In February, 1947 Pickrang was fined £2, 10s in costs for exceeding the speed limit by the Magistrates Court in Putaruru. He was charged with driving at 47 miles per hour while “driving [a] heavy motor vehicle”. On May 20, 1947, Pickrang was fined £10 by Mr. S. L. Paterson, S.M., at Putaruru “for using explosives to kill trout in the Waihou River” whilst employed as a truck driver. There was a second charge of “taking fish without being the holder of a current license” which he was convicted of and discharged. Herbert Edward Garlick, a sawmill worker was charged with aiding Pickrang in committing the offences and fined 10s. Then in March, 1950 he was charged with a driving offence from April 17, 1949. He “was fined £4 and costs for driving a heavy motor vehicle on the main road, Putaruru, at 45 miles per hour”. It was said to be his “third conviction in 12 months”.

The electoral rolls of 1949 stated that he was still living on Buckland Street with his wife Moana Maata Pickrang, who was registered on the same roll. On September 14, 1950, Frank and his wife Moana had a notice published in the Putaruru Press stating “if a certain person at Wiltsdown does not cease spreading malicious and untrue statements immediately, proceedings will be taken. (Signed) M. & F. Pickrang”. By the 1950s Pickrang was working as a scrap metal dealer in Putāruru and was a declared bankrupt. In 1957 he and Moana were living at 32 Marchant Street in Putāruru and was still working as a driver.

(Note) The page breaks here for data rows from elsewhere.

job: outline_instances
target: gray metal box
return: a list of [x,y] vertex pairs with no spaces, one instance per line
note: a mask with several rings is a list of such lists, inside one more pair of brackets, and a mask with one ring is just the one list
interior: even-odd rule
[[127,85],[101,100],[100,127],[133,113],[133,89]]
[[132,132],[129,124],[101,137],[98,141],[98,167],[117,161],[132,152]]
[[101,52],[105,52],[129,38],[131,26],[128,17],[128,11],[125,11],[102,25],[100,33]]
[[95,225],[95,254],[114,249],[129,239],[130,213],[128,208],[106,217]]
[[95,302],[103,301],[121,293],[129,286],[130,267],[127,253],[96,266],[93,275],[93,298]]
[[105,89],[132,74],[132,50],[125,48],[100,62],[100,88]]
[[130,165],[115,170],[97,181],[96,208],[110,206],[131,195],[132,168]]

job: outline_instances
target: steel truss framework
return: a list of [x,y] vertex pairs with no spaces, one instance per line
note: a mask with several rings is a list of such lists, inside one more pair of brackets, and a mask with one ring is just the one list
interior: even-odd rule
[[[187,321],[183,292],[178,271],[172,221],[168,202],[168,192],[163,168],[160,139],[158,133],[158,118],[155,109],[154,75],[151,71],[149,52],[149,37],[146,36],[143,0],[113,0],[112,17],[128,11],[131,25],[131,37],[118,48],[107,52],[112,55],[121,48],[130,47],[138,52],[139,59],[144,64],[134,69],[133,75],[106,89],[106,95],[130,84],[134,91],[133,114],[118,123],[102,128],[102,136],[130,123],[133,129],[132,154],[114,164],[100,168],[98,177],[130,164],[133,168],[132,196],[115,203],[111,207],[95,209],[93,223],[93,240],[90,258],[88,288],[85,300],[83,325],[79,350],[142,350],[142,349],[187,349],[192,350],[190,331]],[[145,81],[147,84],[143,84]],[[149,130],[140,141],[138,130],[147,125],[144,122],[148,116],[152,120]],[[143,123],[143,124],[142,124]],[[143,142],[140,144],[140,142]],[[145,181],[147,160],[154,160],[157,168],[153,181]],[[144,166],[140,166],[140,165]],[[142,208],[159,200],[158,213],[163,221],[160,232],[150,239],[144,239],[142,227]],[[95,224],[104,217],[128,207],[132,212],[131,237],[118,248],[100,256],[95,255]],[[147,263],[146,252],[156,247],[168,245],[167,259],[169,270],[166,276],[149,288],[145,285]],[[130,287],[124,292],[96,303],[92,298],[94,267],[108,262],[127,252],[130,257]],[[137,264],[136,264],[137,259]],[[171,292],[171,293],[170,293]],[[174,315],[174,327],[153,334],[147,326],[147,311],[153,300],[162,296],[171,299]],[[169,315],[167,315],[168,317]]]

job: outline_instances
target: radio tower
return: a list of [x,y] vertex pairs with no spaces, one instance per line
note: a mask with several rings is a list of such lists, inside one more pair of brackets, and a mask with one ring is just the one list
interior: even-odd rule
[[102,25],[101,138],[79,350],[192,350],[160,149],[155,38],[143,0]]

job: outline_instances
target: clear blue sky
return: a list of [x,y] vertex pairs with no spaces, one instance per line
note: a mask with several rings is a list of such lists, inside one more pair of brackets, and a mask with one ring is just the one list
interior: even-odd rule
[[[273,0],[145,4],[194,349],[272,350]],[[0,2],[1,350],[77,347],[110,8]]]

Frank's wife Moana died on February 25, 1958, aged just 42. He moved to live in the Taupō area for a time in the 1960s before moving back to 32 Marchant Street in Putāruru in the 1970s. He was living there in 1972 and still working as a driver, by now aged 57. His son Noel Pickrang was also living in Putāruru also and working as a Bushman. He continued to live on Marchant Street in Putāruru throughout the 1970s though was recorded as working as a labourer by 1978. On the 1981 electoral roll he was retired while one of his sons, Francis (Frank) Edward Pickrang, was working as a quarry manager in the area.

Frank sr. died on May 23, 1998, aged 83. He was buried at the Putaruru New Public Cemetery, Domain Road, in Putaruru.

His eldest son Francis (Frank) Edward Charles Pickrang died in 2018 aged 81 and had a death notice published in the New Zealand Herald. It stated that he was “big brother to Colleene, Noel, Mary and Edward.